Berger’s story, people told him, needed to be told. Born in Heidelberg, Germany in 1942, his parents opposed Hitler’s Nazi regime and found themselves caught between country and conviction. While his father was forced to enter into military service, he says, his mother and their four children — including Berger — fled Heidelberg in the middle of the night. But their plight had only just begun, as they found themselves trapped behind enemy lines in East Prussia, vulnerable to Russian attacks.

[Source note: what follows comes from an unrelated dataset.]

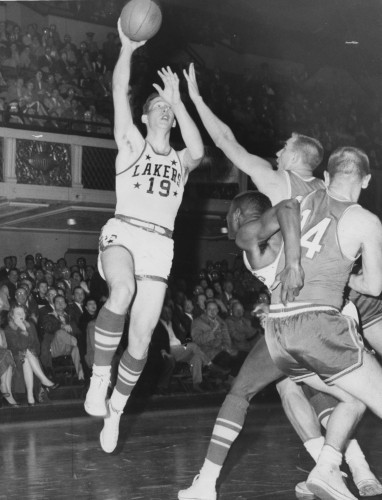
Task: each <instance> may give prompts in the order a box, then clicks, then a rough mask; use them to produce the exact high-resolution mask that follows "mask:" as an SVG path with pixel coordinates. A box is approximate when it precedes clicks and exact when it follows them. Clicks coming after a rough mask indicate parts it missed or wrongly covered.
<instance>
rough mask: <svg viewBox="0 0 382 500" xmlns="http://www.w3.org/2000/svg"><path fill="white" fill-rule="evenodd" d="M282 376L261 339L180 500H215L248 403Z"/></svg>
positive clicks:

Drawing on his own childhood memories, and using his mother’s journals as a reference, Berger eventually did begin to write about these, and other, childhood experiences.
Though life was hard, he says, his family — including his father — survived World War II. At age 16, Berger — who had graduated from school and was then well into an apprenticeship at a bakery in Rosenheim, Germany — immigrated to the United States after his father, a pathologist, was invited to work on his research at the Colorado University Medical Center in Denver, Colorado.
The teenage Berger, who “couldn’t understand a word of English,” suddenly found himself enrolled in an American junior high school. The culture shock was real. He dressed more formally than American students, he had a different way of doing math and he didn’t understand American sports any more than he understood the language. Most devastating, he says, was the way his fellow students shunned him.
Later, he says, he discovered the reason: Many of his classmates were Jewish. “I found out about the Holocaust through a little kid,” Berger says. “German schools didn’t teach it. I asked my mom and dad and they said ‘yes.’ I was actually ashamed.”
Eventually, Berger graduated from high school in Colorado and attended college before serving in the United States Navy, where he worked as a baker. After his service he settled in Fresno for a time before work took him to North Carolina, San Diego and Dinuba, among others. He held jobs in the baking, sales and law enforcement industries, and graduated from the University of Indiana, before his retirement “about seven years ago.” That’s when he began to take those suggestions to write his life story seriously.
He took writing classes with local author and teacher Janice Stevens, where he learned more about memoir writing and connected with other aspiring writers. “They critique your work as you write,” he says. “You read it to the class and you make corrections to your work. That really helped.
“Without them,” he adds, “I probably wouldn’t have done it. Janice Stevens and the class, they were instrumental.”
Berger’s memoir, “A Bridge to Cross,” was published by Mirador in 2014. He is now at work on a second book based on his post-Navy life — though he says it will be a work of fiction rather than memoir.
“Everybody’s got a story,” he says. “You should write a story. My mom and dad ... she told us a few things, but my dad never told us anything. I wish I would have asked him more questions. If you write it down, it’s precious to your kids and grandkids. You leave something to remember you by.”
Hans Berger will sign and discuss his memoir, “A Bridge to Cross,” at 3 p.m. on Saturday, Oct. 22 at the Betty Rodriguez Regional Library, 3040 N. Cedar Ave., Fresno and at 8 a.m., Saturday, Oct. 29 at Bass Lake Hotel, 54432 Shore Dr., Bass Lake.
“A Bridge to Cross” is available for purchase at Amazon.